The European Central Bank reported a sharp rise in eurozone banks’ demand for liquidity and pumped €70bn of emergency funds into the overnight market – significantly higher than on Monday.
The Bank of England followed Monday’s injection of £5bn of cash until Thursday, with an additional £20bn on Tuesday.
The Federal Reserve Bank of New York said on Tuesday it would “shortly”’ arrange a “large” injection of funds into money markets after overnight interest rates surged.
Many commercial banks will be short of cash because they have exposures to Lehman Brothers that are now tied up in bankruptcy proceedings.
The signs of stress in unsecured bank funding markets were extreme. On Tuesday the overnight sterling Libor fix jumped to a seven-year high of 6.79 per cent as banks hoarded cash. The short term OIS market, more closely watched by the Bank, was also extremely volatile with short term interest rates trading well above the Bank’s 5 per cent policy rate.
The share prices of banks lurched lower on Tuesday as the signs of strain in the financial system increased. HBOS, the UK’s largest mortgage lender, was the biggest faller – down 28 per cent at 167.4p. That helped push the FTSE 100 index of blue-chip shares briefly below 5,000 for the first time since June 2005.
Other banks were also sharply lower. Barclays, which earlier on Tuesday said it was interested in buying parts of Lehman, was down 6.1 per cent at 296¾p and Royal Bank of Scotland was 11 per cent weaker at 187p.
Bids for overnight funds in the latest ECB special operation launched since the collapse of Lehman Brothers at the weekend exceeded €100bn, the Frankfurt-based institution reported. That pointed to rising financial market tensions in the wake of the US financial crisis.
In the end, the ECB allocated €70bn at an average interest rate of 4.4 per cent.

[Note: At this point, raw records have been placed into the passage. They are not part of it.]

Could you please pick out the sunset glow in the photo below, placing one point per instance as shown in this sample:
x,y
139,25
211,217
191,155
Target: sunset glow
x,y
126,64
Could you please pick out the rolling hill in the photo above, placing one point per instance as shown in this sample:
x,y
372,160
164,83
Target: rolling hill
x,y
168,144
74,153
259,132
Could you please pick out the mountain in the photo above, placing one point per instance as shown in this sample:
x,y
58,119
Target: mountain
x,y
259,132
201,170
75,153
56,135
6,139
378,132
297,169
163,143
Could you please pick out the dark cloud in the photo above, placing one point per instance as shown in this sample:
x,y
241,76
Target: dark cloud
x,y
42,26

But that was significantly higher than the €30bn it allocated on Monday, when the bank pledged, “to contribute to orderly conditions in the euro money market”. Its policy rate is currently 4.25 per cent.

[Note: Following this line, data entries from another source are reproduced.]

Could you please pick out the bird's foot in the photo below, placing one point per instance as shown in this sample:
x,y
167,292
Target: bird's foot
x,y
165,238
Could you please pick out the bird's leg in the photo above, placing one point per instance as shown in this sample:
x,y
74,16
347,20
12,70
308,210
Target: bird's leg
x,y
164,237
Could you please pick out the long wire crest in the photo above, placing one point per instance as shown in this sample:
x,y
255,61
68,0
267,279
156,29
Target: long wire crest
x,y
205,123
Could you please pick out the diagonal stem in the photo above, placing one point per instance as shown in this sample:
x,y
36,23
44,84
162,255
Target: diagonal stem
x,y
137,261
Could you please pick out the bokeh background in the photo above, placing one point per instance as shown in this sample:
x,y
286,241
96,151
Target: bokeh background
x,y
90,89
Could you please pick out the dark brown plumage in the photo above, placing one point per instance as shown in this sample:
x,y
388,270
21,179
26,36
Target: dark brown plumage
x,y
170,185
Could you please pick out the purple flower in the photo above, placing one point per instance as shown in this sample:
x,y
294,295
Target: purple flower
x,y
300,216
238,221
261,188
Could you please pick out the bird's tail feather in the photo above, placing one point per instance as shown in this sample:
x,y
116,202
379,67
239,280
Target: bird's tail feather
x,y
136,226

Bids were equally high in London, with banks seeking £58bn compared with the £20bn on offer. In London the interest rate on the cash offered by the Bank of England was the 5 per cent policy rate as the Bank uses such operations to tide commercial banks over until their regular weekly refinancing operation on Thursday.

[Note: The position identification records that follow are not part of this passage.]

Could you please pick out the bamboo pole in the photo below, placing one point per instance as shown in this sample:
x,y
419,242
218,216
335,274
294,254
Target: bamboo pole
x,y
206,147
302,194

Then the Bank of England will estimate how much extra cash it needs to pump into financial institutions in the short term to ensure that overnight interest rates stay at its desired level of 5 per cent.
At the same time, the ECB reported the strongest demand this year for funds in its regular offer of seven-day funds. Some 533 banks bid for a total of €328.7bn – the highest since the special liquidity-boosting operations launched by the ECB at the end of last year. The ECB allotted €150bn.
Throughout the unfolding global financial market turmoil, the ECB and the Bank of England have drawn a clear distinction between such financial market operations, aimed at easing tensions in money markets and ensuring overnight interest rates stay close to their policy rates, and their main interest rate strategy designed to control demand and inflation in the economy.
So far there has been no sign of the ECB weakening its hard-line stance in combating inflation, which was confirmed at 3.8 per cent in August, by Eurostat, the European Union’s statistical unit. That was only modestly lower than the record 4 per cent reported in July.
The ECB aims to keep inflation “below but close” to 2 per cent. The ECB’s monetary policy stance is unlikely to change even if the US Federal Reserve cuts US official borrowing costs tonight, analysts said.
Mervyn King, the Bank of England’s governor, had to write a letter to the chancellor on Tuesday, explaining why UK inflation was so high at 4.7 per cent. He struck a tough tone insisting the Bank was even “firmer” in its belief now that the economy had to weaken significantly to bring inflation down.